Trump Grants Goldberg an Interview
With everything already on his plate, why would the president waste his time with the liars from The Atlantic?
On the one hand, you have to admire Donald Trump’s utter fearlessness in the face of a Leftmedia legion hell-bent on destroying him. What was it Mark Twain said about “the calm confidence of a Christian with four aces”? (That Twain didn’t mean it as a compliment is beside the point. When it comes to the media, Trump always believes he’s been dealt pocket rockets.)
But on the other hand, you might be inclined to ask: Why on earth, Mr. President, would you reward that dirty rat Jeffrey Goldberg with the ultimate “get”?
Goldberg, of course, is the Atlantic fabulist who first got our attention when he began peddling the widely debunked falsehood that Trump called our honored World War I dead “suckers” and “losers” and scrubbed a trip to France’s Aisne-Marne Cemetery because he thought the rain might mess up his hair. The immediate onslaught of more than 21 firsthand denials — including one from Trump-hating former National Security Advisor John Bolton — was head-snapping, and it should’ve sent Goldberg on a one-way trip to Palookaville, or wherever it is that hack journos wind up when they’ve been unequivocally exposed as frauds.
But Goldberg, like herpes, keeps coming back. Last month, he was the beneficiary of some egregious sloppiness on the part of Trump’s national security team, which inadvertently included him on a high-level Signal chat about the administration’s efforts to free up the Red Sea’s vital shipping lanes by liquidating Houthi terrorists there.
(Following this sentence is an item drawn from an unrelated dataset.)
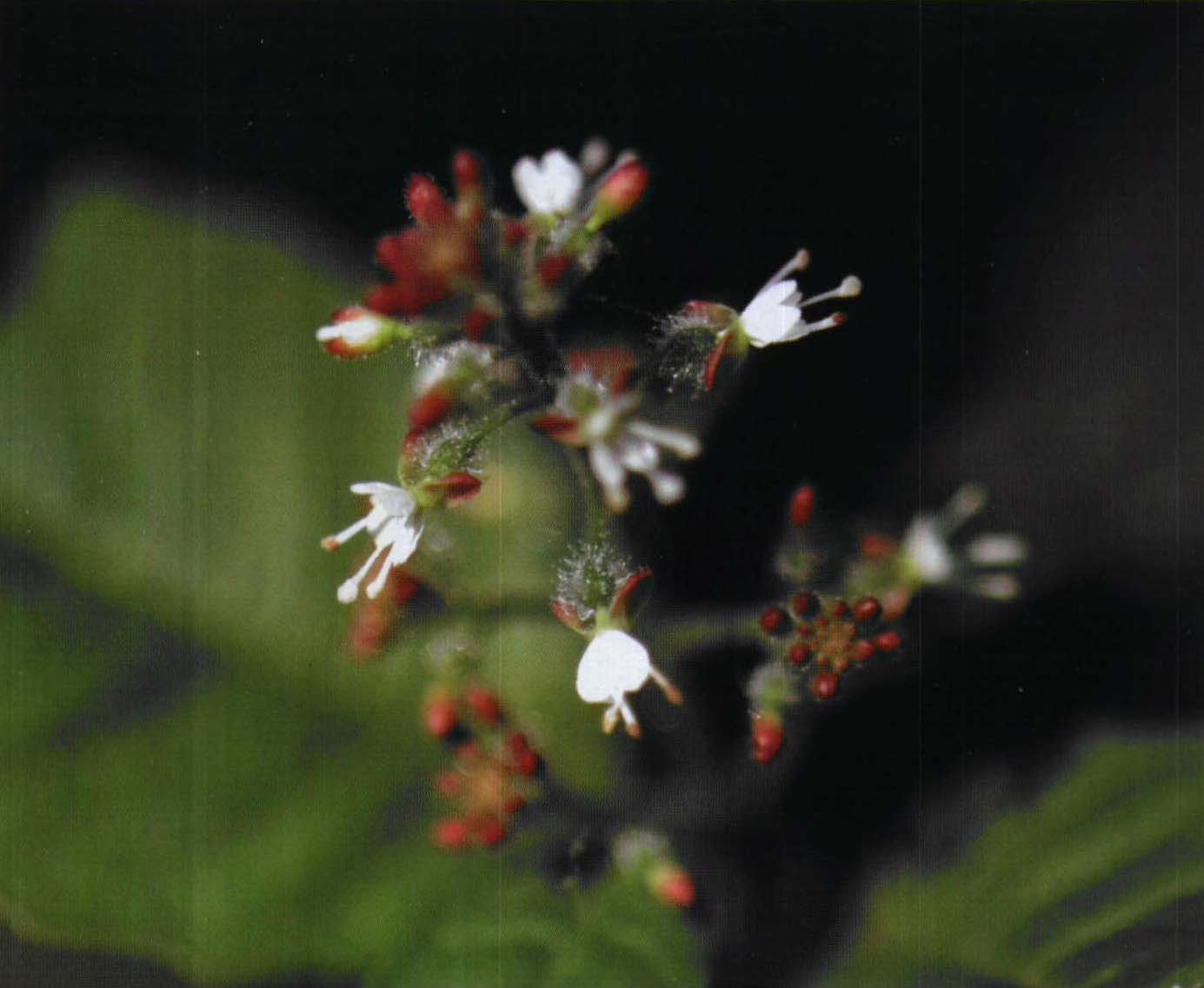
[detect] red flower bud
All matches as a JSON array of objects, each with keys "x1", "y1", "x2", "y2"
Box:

That sloppiness was compounded by an unwillingness to take the “L” and move on to more important matters.
And for this, President Trump grants Goldberg an interview. Here’s how he explained it five days ago:
Later today I will be meeting with, of all people, Jeffrey Goldberg, the Editor of The Atlantic, and the person responsible for many fictional stories about me, including the made-up HOAX on “Suckers and Losers” and, SignalGate, something he was somewhat more “successful” with. Jeffrey is bringing with him Michael Scherer and Ashley Parker, not exactly pro-Trump writers, either, to put it mildly! The story they are writing, they have told my representatives, will be entitled, “The Most Consequential President of this Century.” I am doing this interview out of curiosity, and as a competition with myself, just to see if it’s possible for The Atlantic to be “truthful.” Are they capable of writing a fair story on “TRUMP”? The way I look at it, what can be so bad — I WON!
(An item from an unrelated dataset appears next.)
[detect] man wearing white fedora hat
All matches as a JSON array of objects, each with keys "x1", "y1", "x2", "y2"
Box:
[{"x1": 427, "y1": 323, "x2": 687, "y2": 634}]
What this shows is that Trump likes being on offense. Just as he did with Bill Maher, he believes that his weapons-grade powers of persuasion can win over even his harshest critics, if he can only sit down and reason with them.
As for The Atlantic, the rag assembled a trio of lefties to match wits with Trump — Goldberg, Parker, and Scherer — and they sold the interview as all professional liars do: by lying. “We made our pitch,” they write, “which went like this: President Donald Trump, by virtue of winning a second term and so dramatically reshaping the country and the world, can now be considered the most consequential American leader of the 21st century, and we want to describe, in detail, how this came to be.”
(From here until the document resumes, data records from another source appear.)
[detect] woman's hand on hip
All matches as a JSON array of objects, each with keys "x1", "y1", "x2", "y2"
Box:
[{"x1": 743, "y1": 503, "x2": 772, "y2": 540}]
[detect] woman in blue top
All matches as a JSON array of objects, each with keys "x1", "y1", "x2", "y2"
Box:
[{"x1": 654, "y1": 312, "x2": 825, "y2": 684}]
Now compare this to what the treacherous trio apparently told Trump’s people: “The story they are writing … will be entitled, ‘The Most Consequential President of this Century.’”
Instead, the Atlantic headline reads: “I Run the Country and the World.” And the subhead reads: “Donald Trump believes he’s invincible. But the cracks are beginning to show.”
These people are scum.
Remember last year, just before the election, when Goldberg was peddling that Godwinian Trump-loves-Hitler garbage? This is more of the same.
Still, if this is Goldberg’s gotcha quote, it’s pretty weak sauce. It takes a dim-witted and ill-meaning audience to think that Trump considers himself The Dictator of the World. As CNN’s Scott Jennings explains it: “Regarding this idea that he runs the world, I mean, this phrase was coined, I think, in 1948, the president of United States is the leader of the free world. … There is no doubt that he, Donald Trump, as the president, is the leader of the free world, and we ought to all be rooting for his success, but I do think the secret sauce here is showing people that progress can be made in short order and it sounds like things are on deck.”
That dictatorial thread runs throughout the exhaustive piece, but, again, that dog no longer hunts. As columnist David Harsanyi put it: “Not only does Goldberg have unencumbered free speech rights, he can personally challenge the president in an interview without any concern for his safety or livelihood. This has to be the worst ‘age of autocracy’ ever.”